Johnson is in any case too lazy for fascism, which requires an obsession with order. His preferred flavour of control is best conveyed in a line from an old interview, when he described the “rather weird sense of power” he got as Brussels correspondent for the Telegraph, making mischief with confected tales of meddlesome European bureaucracy: “I was just chucking these rocks over the garden wall,” he said. “I’d listen to this amazing crash from the greenhouse next door, over in England.”
Now Johnson is keeper of the greenhouse. That doesn’t stop him chucking rocks, but the effect is more self-defeating. He does not have “weird”, remote, unaccountable power. He has the ordinary kind that comes with elected office, where popularity is not an end in itself, but a temporary licence to get things done on behalf of other people. Johnson is a more conventional politician than Trump, but he also reached the top by trampling through the boundary between celebrity and statecraft. His brand was built by turns as a panellist on Have I Got News For You more than on his record at City Hall. Both men benefited from a transatlantic culture of democratic complacency. They carved their way through the ranks of stale, cavilling bores because most politicians were bad for ratings and entertainment was news. Now we are stuck in a strange intermediate zone where real-life events have the febrile, climactic quality of a box-set season finale.

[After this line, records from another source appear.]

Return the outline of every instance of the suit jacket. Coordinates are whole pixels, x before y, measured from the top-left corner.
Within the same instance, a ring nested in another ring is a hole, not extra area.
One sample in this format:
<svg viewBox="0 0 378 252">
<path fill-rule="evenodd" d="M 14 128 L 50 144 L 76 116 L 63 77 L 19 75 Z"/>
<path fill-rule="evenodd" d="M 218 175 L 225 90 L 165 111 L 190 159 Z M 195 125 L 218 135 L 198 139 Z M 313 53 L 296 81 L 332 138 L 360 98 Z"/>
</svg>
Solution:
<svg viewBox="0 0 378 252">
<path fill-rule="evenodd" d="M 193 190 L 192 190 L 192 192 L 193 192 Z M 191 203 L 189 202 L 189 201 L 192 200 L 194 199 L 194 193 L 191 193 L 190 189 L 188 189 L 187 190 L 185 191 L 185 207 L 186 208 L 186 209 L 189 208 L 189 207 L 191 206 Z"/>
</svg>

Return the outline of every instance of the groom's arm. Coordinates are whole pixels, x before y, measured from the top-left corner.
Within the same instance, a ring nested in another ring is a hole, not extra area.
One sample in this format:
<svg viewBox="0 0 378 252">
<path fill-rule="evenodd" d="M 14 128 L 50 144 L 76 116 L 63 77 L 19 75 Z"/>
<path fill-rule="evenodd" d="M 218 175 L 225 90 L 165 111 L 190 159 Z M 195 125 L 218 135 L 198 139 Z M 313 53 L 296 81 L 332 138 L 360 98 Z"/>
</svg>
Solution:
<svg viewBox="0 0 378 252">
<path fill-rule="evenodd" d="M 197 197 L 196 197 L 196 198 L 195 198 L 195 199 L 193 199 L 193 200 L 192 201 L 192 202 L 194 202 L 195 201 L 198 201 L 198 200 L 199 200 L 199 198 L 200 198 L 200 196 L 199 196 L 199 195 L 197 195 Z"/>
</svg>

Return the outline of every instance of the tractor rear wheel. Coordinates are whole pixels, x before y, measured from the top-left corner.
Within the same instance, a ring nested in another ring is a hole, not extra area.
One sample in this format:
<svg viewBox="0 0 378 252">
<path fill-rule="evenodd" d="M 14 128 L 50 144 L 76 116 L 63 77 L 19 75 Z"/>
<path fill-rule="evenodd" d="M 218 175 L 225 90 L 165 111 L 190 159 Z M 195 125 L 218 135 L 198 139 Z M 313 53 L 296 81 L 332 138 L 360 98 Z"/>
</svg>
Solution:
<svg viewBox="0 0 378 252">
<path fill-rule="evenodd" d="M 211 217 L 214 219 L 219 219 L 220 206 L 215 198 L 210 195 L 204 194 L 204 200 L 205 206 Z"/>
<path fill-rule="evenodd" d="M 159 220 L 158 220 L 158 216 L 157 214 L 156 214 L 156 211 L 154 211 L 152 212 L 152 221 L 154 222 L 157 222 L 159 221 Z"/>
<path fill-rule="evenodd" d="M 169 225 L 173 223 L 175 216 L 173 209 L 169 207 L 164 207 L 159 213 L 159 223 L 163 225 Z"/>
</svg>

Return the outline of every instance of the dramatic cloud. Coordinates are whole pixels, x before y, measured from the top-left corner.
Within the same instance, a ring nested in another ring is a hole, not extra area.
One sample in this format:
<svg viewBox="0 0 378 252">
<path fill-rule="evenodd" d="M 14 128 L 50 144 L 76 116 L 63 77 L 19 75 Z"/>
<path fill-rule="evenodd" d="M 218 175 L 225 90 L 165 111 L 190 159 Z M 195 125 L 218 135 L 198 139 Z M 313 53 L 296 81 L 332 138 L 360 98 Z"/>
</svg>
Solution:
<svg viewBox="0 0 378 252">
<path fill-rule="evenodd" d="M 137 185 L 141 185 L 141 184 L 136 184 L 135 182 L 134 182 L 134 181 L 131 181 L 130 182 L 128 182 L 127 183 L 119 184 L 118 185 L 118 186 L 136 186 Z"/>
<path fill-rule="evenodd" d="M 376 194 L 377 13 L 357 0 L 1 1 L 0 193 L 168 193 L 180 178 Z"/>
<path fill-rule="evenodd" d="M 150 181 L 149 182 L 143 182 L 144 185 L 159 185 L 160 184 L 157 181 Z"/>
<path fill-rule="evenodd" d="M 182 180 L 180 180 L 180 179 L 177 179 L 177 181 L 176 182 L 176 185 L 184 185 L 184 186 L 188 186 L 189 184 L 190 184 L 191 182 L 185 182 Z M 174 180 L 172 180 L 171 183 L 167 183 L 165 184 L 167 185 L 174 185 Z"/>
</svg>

The pandemic shows why that fence between entertainment and politics needs to be restored. Covid cannot be played for laughs. Managing a public health crisis involves metrics of success other than applause. It requires politicians who can meet a challenge without self-pity at being forced to do the tough part of the job. Democracy is unsafe in the hands of egocentric men who do not know which way to turn in a crisis because they dare not face away from a cheering mob.